Carlo Russo’s current show at F.A.N. Gallery consists of 25 small oil paintings, mostly still-life studies and landscapes, with some flower paintings and a pair of informal portraits. The still life paintings are quite polished affairs, and look almost like 19th-Century works. They are quite somber, and Russo’s choices of furniture, Chinese art, etc. all conspire to give the impression that you’re in an antique shop rather than a contemporary art gallery.

This observation may send some people rushing for the exits, but I admire the quiet craftsmanship that Russo puts into these works. The still life is far from my favorite genre of art, but I like the seriousness and respect with which Russo approaches it.

About a dozen landscapes on display, and Russo brings the same sense of earnestness to them. A painting like Dirt Road is not especially large, but it produces a “big” effect by its very simplicity. What you see is what you get: a turning road, some trees, a shed of some sort in the distance— yet the painting tells you everything you need to know about “the lure of what lies behind the next bend in the road.” It’s a travel painting minus a traveler. You, the viewer, are the traveler down that dirt road.

Lonely Winter Road is Dirt Road’s plainer, more haunted cousin. Green Door, Vernazza is one of those snapshots-not-taken that returns to haunt the traveler.

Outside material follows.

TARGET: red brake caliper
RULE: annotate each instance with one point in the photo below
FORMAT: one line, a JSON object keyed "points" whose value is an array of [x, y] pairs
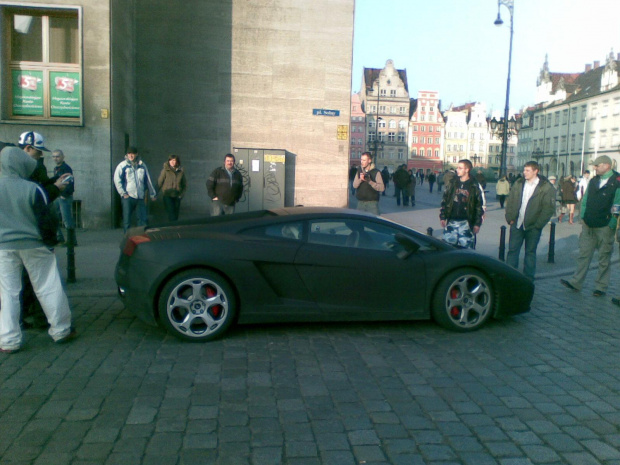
{"points": [[216, 310], [454, 311]]}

Summer Clouds and Evening Clouds, Missouri— both lovely examples of American Impressionism (which, I’m happy to report, did not die out in 1920)— are contrasting studies in light and dark, while Cold Day in Venice offers the most bravura brushwork of the show with its treatment of the choppy waters of the canal.

Journey to Solace deserves a special mention for its uncanny capture of the essential qualities of Whistler’s great seascapes, as do Kimono and Red Scarf, Russo’s two semi-portrait studies.
For at lovers of traditional leanings, this is a show that’s well worth seeing.